Obviously, everyone should avoid very stressful situation, but this rule is of central importance for pregnant women. It is not a secret that maternal psychological disorders have a negative impact on a fetus. According to DiPietro, "fetal programming implies that maternal and fetal factors that affect growth impart an indelible impression on adult organ function, including functioning of the brain and nervous system." (p. 71). Possible effects of the mother's distress might be both immediate (such as miscarriage) and late (after the child is born and grows up). However, this, too, happens if a mother's level of stress is too high; if the stress is moderate, the child is not going to be hurt. Interestingly, the researchers argue that if there is little stress during pregnancy, the child can also experience health problems in the future.
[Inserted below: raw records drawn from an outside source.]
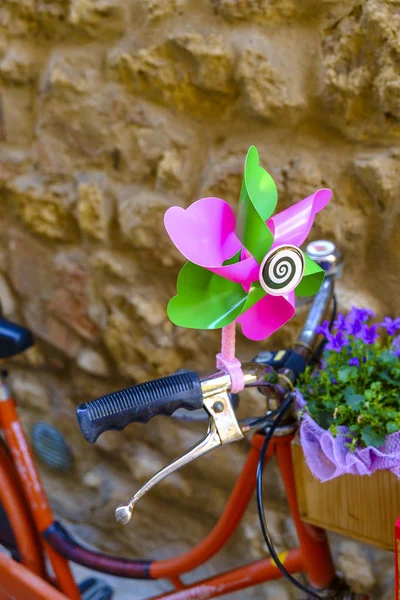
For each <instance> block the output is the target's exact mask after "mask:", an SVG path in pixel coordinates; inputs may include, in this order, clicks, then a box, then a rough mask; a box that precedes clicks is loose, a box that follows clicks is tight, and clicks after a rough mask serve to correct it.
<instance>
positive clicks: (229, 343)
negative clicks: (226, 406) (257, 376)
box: [217, 322, 244, 394]
mask: <svg viewBox="0 0 400 600" xmlns="http://www.w3.org/2000/svg"><path fill="white" fill-rule="evenodd" d="M235 350H236V323H235V322H233V323H231V324H230V325H227V326H226V327H223V328H222V341H221V352H220V354H217V368H218V369H223V370H224V371H227V373H228V374H229V376H230V378H231V392H232V394H238V393H239V392H241V391H242V390H243V388H244V376H243V371H242V365H241V362H240V360H239V359H238V358H236V356H235Z"/></svg>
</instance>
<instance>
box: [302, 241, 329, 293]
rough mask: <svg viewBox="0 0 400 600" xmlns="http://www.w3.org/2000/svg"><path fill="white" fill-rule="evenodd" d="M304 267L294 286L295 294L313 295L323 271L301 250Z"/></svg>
mask: <svg viewBox="0 0 400 600" xmlns="http://www.w3.org/2000/svg"><path fill="white" fill-rule="evenodd" d="M303 256H304V260H305V269H304V275H303V278H302V280H301V281H300V283H299V285H298V286H297V287H296V292H295V293H296V296H314V294H316V293H317V292H318V290H319V288H320V287H321V285H322V282H323V281H324V278H325V271H324V270H323V269H321V267H320V266H319V265H317V263H316V262H314V261H313V260H312V259H311V258H310V257H309V256H308V254H306V253H305V252H303Z"/></svg>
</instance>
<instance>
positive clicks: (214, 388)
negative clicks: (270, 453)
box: [115, 363, 279, 524]
mask: <svg viewBox="0 0 400 600" xmlns="http://www.w3.org/2000/svg"><path fill="white" fill-rule="evenodd" d="M242 369H243V374H244V380H245V385H246V387H251V386H255V387H257V386H270V385H273V384H275V383H278V379H279V378H278V375H277V374H276V372H275V370H274V369H273V367H271V366H269V365H261V364H256V363H247V364H243V365H242ZM230 385H231V380H230V377H229V375H228V374H227V373H225V372H223V371H218V372H216V373H212V374H211V375H210V374H209V375H206V376H204V377H203V378H202V380H201V387H202V394H203V408H204V410H205V411H206V412H207V413H208V417H209V419H208V431H207V434H206V436H205V437H204V438H203V439H202V440H201V441H200V442H199V443H198V444H197V445H196V446H194V447H193V448H192V449H191V450H189V452H187V453H186V454H184V455H183V456H181V457H180V458H178V459H177V460H175V461H174V462H173V463H171V464H170V465H168V466H167V467H164V468H163V469H161V470H160V471H159V472H158V473H156V474H155V475H154V476H153V477H152V478H151V479H149V481H147V483H145V484H144V485H143V486H142V487H141V488H140V490H139V491H138V492H136V494H135V495H134V496H133V497H132V498H131V500H130V501H129V502H128V503H127V504H122V505H120V506H119V507H118V508H117V509H116V511H115V518H116V520H117V521H118V523H122V524H126V523H128V522H129V521H130V520H131V518H132V515H133V510H134V508H135V505H136V504H137V502H138V501H139V500H140V498H142V497H143V496H144V495H145V494H147V492H148V491H149V490H151V489H152V488H153V487H154V486H155V485H156V484H157V483H159V482H160V481H162V480H163V479H164V478H165V477H167V476H168V475H170V474H171V473H174V472H175V471H177V470H178V469H180V468H181V467H183V466H184V465H186V464H188V463H189V462H192V461H193V460H196V459H197V458H199V457H200V456H203V455H204V454H206V453H207V452H210V450H214V448H217V447H218V446H222V445H224V444H229V443H230V442H235V441H237V440H241V439H242V438H243V437H244V435H243V433H247V432H248V431H249V427H248V426H245V427H243V431H242V429H241V427H240V425H239V423H238V421H237V418H236V415H235V410H234V407H233V405H232V402H231V398H230V396H229V393H228V392H229V390H230Z"/></svg>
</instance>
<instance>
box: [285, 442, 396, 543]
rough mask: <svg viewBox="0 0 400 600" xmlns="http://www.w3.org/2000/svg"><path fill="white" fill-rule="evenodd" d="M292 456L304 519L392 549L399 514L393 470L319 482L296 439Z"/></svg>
mask: <svg viewBox="0 0 400 600" xmlns="http://www.w3.org/2000/svg"><path fill="white" fill-rule="evenodd" d="M292 456H293V464H294V469H295V476H296V489H297V496H298V502H299V509H300V515H301V518H302V519H303V520H304V521H306V522H307V523H311V524H312V525H317V526H318V527H322V528H323V529H327V530H330V531H336V532H337V533H340V534H342V535H345V536H347V537H351V538H354V539H356V540H360V541H362V542H367V543H369V544H373V545H374V546H378V547H380V548H384V549H386V550H394V527H395V523H396V521H397V519H398V518H399V516H400V480H399V479H397V477H396V476H395V475H393V473H391V472H390V471H377V472H376V473H374V474H373V475H371V476H362V477H360V476H357V475H343V476H342V477H338V478H337V479H333V480H332V481H327V482H325V483H321V482H320V481H318V480H317V479H315V478H314V477H313V475H312V474H311V471H310V470H309V468H308V466H307V465H306V462H305V460H304V455H303V450H302V448H301V445H300V442H299V440H298V438H295V439H294V440H293V442H292Z"/></svg>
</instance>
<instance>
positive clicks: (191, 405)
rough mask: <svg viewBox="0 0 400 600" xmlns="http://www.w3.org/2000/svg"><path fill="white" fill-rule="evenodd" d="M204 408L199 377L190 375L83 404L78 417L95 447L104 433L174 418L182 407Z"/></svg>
mask: <svg viewBox="0 0 400 600" xmlns="http://www.w3.org/2000/svg"><path fill="white" fill-rule="evenodd" d="M202 406H203V395H202V391H201V383H200V379H199V376H198V374H197V373H195V372H187V373H181V374H176V375H170V376H169V377H163V378H161V379H156V380H154V381H147V382H146V383H140V384H139V385H134V386H132V387H129V388H126V389H124V390H119V391H117V392H111V394H107V395H106V396H101V397H100V398H97V399H96V400H92V401H91V402H85V404H81V405H80V406H78V408H77V410H76V414H77V418H78V423H79V427H80V429H81V432H82V434H83V437H84V438H85V439H86V440H87V441H88V442H89V443H90V444H94V442H95V441H96V440H97V438H98V437H99V435H101V434H102V433H104V431H109V430H110V429H118V430H122V429H124V427H126V426H127V425H129V423H147V421H149V420H150V419H151V418H152V417H155V416H156V415H166V416H170V415H172V413H173V412H175V411H176V410H178V408H185V409H186V410H197V409H199V408H202Z"/></svg>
So once again, human body needs stress, but it should not be excessive.

It goes without saying that the extent to which a person is vulnerable to stress depends, first of all, on his or her character. Personality concepts play a crucial role in coping with stress. For instance, extroverts show that they are in distress (they might cry, laugh, scream, etc.), while introverts keep everything inside them, they prefer managing stress on their own. Apart from that, life experience might change a person's comprehension of stressful situation, so with time, one might become less anxious or vice versa. The extent to which someone is stressed also depends on their psychological well-being. A person may experience acute stress reaction after severe psychological traumas. This happens because a victim re-experiences the situation many times in his or her mind. The treatment of the disorders is directed at dealing with traumas which cause stress disorders. This involves recalling the traumatic situation and the feelings accompanying it, in order to help a person control the emotions.
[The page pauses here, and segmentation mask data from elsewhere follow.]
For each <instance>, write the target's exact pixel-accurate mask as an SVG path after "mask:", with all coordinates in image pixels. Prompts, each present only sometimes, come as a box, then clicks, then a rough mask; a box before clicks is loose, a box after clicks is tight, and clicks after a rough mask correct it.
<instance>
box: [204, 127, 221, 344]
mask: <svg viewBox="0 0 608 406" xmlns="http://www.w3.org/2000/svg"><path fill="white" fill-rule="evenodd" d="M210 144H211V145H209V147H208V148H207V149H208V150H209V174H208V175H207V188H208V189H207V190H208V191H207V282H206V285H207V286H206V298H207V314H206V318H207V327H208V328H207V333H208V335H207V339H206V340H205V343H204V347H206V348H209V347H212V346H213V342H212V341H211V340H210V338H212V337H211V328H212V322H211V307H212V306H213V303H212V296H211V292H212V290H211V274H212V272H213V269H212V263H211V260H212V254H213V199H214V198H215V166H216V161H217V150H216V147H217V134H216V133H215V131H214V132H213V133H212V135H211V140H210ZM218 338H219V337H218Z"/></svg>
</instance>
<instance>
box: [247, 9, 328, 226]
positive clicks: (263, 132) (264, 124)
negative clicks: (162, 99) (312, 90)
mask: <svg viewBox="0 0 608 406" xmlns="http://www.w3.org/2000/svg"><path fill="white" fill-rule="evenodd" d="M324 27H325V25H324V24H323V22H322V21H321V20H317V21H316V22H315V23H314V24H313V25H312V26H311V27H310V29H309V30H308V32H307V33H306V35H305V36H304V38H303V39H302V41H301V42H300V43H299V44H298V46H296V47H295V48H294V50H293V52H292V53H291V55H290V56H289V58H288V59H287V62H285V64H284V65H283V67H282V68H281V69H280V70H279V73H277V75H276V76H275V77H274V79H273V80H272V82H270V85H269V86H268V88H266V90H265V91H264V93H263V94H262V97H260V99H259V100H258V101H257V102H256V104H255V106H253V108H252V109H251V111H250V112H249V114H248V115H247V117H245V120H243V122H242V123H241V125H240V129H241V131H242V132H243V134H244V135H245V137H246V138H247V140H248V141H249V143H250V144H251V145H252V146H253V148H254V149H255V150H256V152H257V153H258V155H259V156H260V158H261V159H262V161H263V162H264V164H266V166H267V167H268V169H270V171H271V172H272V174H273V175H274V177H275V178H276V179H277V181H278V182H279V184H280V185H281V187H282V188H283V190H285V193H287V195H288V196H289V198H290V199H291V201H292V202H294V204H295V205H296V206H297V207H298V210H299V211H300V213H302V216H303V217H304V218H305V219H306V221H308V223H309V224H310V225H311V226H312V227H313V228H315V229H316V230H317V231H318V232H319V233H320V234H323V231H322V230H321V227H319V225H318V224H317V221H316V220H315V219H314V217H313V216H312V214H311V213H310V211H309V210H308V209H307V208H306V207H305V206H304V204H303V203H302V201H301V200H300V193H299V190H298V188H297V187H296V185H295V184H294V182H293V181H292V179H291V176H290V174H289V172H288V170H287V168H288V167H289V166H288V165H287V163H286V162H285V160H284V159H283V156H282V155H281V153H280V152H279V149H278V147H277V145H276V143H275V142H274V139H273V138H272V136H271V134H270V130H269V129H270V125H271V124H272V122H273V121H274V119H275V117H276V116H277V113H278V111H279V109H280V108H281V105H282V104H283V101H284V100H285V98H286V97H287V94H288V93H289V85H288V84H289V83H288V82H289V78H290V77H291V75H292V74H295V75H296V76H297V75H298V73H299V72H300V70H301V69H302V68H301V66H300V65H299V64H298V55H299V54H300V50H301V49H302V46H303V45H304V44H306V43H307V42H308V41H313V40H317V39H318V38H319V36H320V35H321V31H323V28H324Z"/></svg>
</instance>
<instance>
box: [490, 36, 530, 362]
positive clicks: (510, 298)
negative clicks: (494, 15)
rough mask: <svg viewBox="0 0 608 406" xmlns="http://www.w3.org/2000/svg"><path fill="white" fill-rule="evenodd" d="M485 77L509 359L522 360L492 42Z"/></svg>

The way people suffer from stress also depends on aging. Its symptoms also vary in different periods of a life cycle. For example, stress disorders do not last for a long time in children, but they often appear again when they become older. Anxiety disorders in young people often lead to depressions. Adults undergo stress very often, thus they experience multiple disorders. Older people often experience stress due to their medical conditions, but it can be caused by stressful life situations as well. It is not a secret that stress affects cognitive functions of the brain. Still, contrary to popular belief, stress does not hamper human memory, because it simply functions as an interference which prevents the information from entering long-term memory, but it does not do any harm to the memory per se.
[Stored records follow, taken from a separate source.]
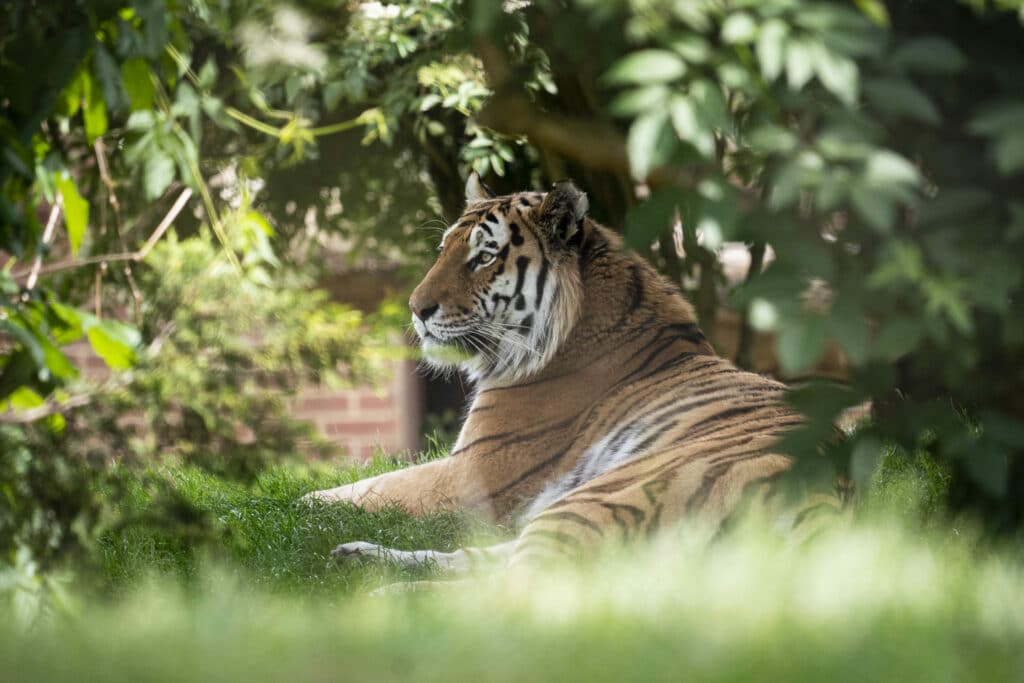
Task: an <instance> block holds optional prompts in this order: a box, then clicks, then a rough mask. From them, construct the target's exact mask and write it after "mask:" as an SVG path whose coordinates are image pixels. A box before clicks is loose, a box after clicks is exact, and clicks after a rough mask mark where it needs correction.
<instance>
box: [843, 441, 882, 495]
mask: <svg viewBox="0 0 1024 683" xmlns="http://www.w3.org/2000/svg"><path fill="white" fill-rule="evenodd" d="M882 455H883V452H882V443H880V442H879V440H878V439H876V438H871V437H866V438H860V439H858V440H857V443H856V445H854V446H853V453H851V454H850V476H851V477H852V478H853V483H854V485H855V486H856V487H857V490H868V489H869V488H870V483H871V478H872V477H873V476H874V471H876V470H877V469H878V468H879V463H880V462H882Z"/></svg>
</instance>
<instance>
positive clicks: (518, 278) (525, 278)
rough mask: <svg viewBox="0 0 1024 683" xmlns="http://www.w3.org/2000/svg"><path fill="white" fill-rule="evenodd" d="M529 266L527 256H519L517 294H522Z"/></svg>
mask: <svg viewBox="0 0 1024 683" xmlns="http://www.w3.org/2000/svg"><path fill="white" fill-rule="evenodd" d="M528 265H529V258H527V257H525V256H519V257H518V258H516V260H515V267H516V278H515V294H519V293H520V292H522V286H523V284H524V283H525V281H526V267H527V266H528Z"/></svg>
Stress can be classically conditioned, which means that a conditioned stimulus is preceded by the unconditioned one (Shors). For instance, if a person who is afraid of clowns sees them after hearing a doorbell, and the situations repeats couple times, soon this person will be anxious just after hearing a doorbell. To extinguish the response, one should change one of the stimuli. One can reduce stress with the help of operant conditioning, which means that having faced a stressful situation a number of times and controlling them, a person will eventually not be hampered by stress. So, if, for instance, someone is afraid of public speaking, he or she should give a couple successful speeches to learn to manage stress.

Finally, it is important for everyone to find a way to manage stress. One can do it in groups or individually, and both ways have their advantages and disadvantages. Being alone, a person might be in distress for a longer period of time, because he or she will be concentrated on a stressful situation, while in a group of people, it is easier to distract oneself, and maybe even find another perspective to address stress. On the other hand, however, being a part of a group, a person might fail to analyze own emotions and will find a solution to a problem. In addition, one can sense other people's emotions, and if they are anxious, there is a likelihood of becoming anxious oneself.